Sun, Jun 19th 2016 08:00 am
Office of Cultural Diversity

Father's Day is upon us and, much like its maternal counterpart, this holiday is often filled with love and appreciation, heartache and mournfulness, contempt and disesteem, or all of the above.

The complex and fractured state of many families in the United States today is due largely to turn-of-the-century controversies and ideals including, but not limited to, alarming divorce rates and same-sex marriages, followed suit by a disquieting large number of children within the foster care system. These have deemed cookie cutter families of the mid-20th century a thing of the past.

Too often, however, it is the children who suffer most severely. Substantiated by the Gospels as well as an overabundance of scientific case studies and social cross-examinations, children need the qualities of both parents. Moreso now than ever before, strong moral and Catholic ethics should be instilled on the young, allowing them access to the tools of faith at an early age.

I grew up within a fatherless household of four siblings anchored by the painstakingly hard work of a single mother who managed to always provide. The Catholic Church and its role models, both secular and clergy, met to influence my positive direction and religious understanding.

I attended a Catholic high school in the Bronx. As part of the Student Sponsorship Program, I met someone who would become one the most positive male role models in my life.

I was truly blessed because he not only helped pay a portion of my school tuition, but also provided a particular guidance impossible for my mother to provide, and within a borough which oftentimes provided misdirection.  

Fathers, now more than ever, for better or worse, are not always biological. They can take the form of foster parents, and even outside fraternal figures, in households lacking male influence. Despite this ambiguity, fathers and their counterparts help provide a moral foundation, discipline and understanding, as well as fortitude and counsel.

As fathers and men of the Lord, there is further spiritual responsibility to imbue the importance of the teachings of the Catholic Church on younger generations. Written in Deuteronomy 6:6-9 is, "These commandments that I give you today are to be on your hearts. Impress them on your children. Talk about them when you sit at home and when you walk along the road, when you lie down and when you get up. Tie them as symbols on your hands and bind them on your foreheads. Write them on the doorframes of your houses and on your gates."

As such are our responsibilities as fathers to provide spiritual and moral guidance.

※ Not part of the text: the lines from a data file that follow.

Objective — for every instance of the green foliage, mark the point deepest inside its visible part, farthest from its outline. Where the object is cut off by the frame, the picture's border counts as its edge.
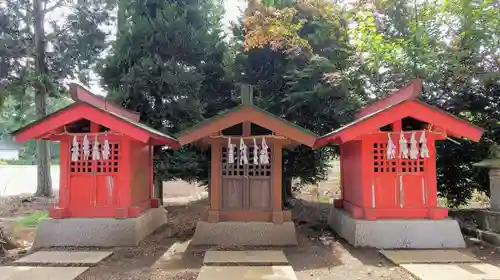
(169, 66)
(32, 220)
(453, 46)
(73, 38)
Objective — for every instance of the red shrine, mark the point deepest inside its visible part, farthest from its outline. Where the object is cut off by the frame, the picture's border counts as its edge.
(106, 157)
(388, 158)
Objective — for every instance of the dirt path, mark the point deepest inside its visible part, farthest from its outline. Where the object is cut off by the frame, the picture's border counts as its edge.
(167, 255)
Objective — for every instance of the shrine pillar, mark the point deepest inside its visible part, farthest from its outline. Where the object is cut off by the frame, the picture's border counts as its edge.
(277, 168)
(494, 174)
(215, 181)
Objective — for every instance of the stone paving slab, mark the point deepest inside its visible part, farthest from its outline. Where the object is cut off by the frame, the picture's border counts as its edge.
(247, 273)
(470, 271)
(427, 256)
(40, 273)
(80, 258)
(245, 258)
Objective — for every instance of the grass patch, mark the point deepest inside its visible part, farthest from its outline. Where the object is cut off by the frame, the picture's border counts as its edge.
(32, 220)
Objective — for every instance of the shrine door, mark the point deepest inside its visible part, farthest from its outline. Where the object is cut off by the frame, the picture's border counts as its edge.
(245, 187)
(92, 182)
(397, 183)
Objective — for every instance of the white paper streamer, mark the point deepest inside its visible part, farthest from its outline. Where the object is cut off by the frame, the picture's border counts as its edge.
(413, 147)
(86, 150)
(106, 150)
(264, 155)
(255, 152)
(75, 150)
(391, 148)
(424, 150)
(96, 155)
(243, 152)
(403, 146)
(230, 151)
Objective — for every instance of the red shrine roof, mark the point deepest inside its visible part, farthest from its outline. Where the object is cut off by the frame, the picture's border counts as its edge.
(401, 104)
(80, 93)
(98, 110)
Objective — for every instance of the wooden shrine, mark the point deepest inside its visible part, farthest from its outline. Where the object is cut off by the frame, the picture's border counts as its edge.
(246, 161)
(388, 157)
(392, 144)
(246, 175)
(106, 158)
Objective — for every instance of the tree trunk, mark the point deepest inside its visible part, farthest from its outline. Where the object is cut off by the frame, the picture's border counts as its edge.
(158, 185)
(5, 243)
(44, 181)
(122, 17)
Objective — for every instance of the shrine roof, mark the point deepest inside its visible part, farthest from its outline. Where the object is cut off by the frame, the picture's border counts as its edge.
(115, 120)
(247, 113)
(410, 91)
(80, 93)
(394, 111)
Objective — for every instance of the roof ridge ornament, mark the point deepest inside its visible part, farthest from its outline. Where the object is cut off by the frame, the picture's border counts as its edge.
(246, 94)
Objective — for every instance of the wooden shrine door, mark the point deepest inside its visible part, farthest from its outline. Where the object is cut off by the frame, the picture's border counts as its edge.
(245, 187)
(93, 182)
(397, 183)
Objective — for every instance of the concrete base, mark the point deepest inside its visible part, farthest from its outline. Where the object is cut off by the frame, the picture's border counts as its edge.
(98, 232)
(392, 234)
(245, 234)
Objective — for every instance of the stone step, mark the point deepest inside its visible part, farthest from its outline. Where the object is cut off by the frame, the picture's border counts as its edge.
(64, 258)
(245, 258)
(247, 273)
(466, 271)
(40, 273)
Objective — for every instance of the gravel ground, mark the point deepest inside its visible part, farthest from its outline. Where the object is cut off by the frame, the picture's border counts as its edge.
(167, 254)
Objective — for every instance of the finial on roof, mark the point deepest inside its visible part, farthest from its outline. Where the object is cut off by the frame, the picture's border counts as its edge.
(246, 94)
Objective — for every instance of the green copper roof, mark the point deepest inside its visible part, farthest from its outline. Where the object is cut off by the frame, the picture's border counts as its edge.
(241, 107)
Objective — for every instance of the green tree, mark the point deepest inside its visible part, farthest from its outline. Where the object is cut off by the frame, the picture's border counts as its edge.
(170, 65)
(308, 86)
(35, 58)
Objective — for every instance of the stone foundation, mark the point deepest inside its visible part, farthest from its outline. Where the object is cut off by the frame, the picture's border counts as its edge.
(98, 232)
(396, 233)
(245, 234)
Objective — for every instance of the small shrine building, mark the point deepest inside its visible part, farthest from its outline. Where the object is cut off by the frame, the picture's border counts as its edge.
(388, 172)
(106, 173)
(246, 175)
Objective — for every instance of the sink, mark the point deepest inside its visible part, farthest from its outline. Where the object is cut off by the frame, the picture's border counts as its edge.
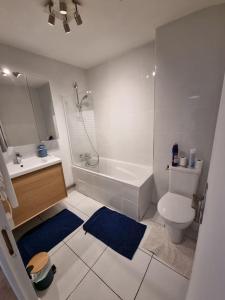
(31, 164)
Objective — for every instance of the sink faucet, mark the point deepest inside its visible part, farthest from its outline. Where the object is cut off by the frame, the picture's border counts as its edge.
(18, 158)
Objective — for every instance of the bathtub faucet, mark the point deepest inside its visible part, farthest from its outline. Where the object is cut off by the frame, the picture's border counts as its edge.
(85, 157)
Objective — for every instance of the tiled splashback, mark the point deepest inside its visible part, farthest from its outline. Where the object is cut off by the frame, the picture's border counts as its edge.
(123, 96)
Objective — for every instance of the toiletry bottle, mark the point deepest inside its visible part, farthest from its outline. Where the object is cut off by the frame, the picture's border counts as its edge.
(175, 157)
(42, 150)
(192, 158)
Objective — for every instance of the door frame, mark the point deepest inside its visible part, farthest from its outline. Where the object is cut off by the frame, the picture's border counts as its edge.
(11, 263)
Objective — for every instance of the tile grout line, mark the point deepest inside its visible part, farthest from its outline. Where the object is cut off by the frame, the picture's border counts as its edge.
(90, 269)
(77, 285)
(79, 210)
(143, 278)
(106, 284)
(99, 257)
(169, 267)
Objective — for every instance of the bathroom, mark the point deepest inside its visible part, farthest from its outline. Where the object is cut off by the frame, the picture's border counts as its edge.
(120, 94)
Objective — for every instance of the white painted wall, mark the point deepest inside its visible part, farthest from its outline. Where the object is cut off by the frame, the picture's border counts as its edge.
(61, 77)
(123, 95)
(190, 62)
(207, 280)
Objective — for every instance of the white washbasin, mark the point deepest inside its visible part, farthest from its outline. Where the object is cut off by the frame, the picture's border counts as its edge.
(31, 164)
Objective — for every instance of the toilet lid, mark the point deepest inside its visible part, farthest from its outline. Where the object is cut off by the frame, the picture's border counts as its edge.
(176, 208)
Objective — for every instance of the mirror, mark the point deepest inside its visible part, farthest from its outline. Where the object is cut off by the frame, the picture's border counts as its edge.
(26, 110)
(44, 115)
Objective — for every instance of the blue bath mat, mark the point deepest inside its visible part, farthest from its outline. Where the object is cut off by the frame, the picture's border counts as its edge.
(116, 230)
(48, 234)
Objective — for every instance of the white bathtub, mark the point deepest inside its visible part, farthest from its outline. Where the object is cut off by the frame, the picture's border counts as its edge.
(124, 186)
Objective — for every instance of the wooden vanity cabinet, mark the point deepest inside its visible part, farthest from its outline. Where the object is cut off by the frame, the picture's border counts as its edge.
(37, 191)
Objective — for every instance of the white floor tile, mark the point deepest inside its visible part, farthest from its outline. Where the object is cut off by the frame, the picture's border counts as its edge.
(70, 271)
(162, 283)
(74, 198)
(20, 231)
(59, 207)
(124, 276)
(87, 247)
(152, 215)
(88, 206)
(93, 288)
(54, 249)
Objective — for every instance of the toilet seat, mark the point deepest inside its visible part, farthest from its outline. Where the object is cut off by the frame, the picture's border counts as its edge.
(176, 208)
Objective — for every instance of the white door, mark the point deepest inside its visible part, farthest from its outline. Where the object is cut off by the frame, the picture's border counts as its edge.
(208, 274)
(10, 259)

It also should be equally important on Father's Day to thank those men who have shown this likeness.

This is a reflection on the topic of Father's Day and the importance of all they do, as well as our thanksgiving. In theory, however, this is moreso a piece on how paternal roles have changed. Even more, it is the added responsibility we, as men, have on not just our children, but on all students of life and faith.

Fathers and father figures alike are important in any child or young adult's maturation. On this day, all the important and influential men, starting with our Lord Jesus, should be given appreciation and gratitude.

Richard Rodriguez serves in the Office of Cultural Diversity of the Diocese of Buffalo.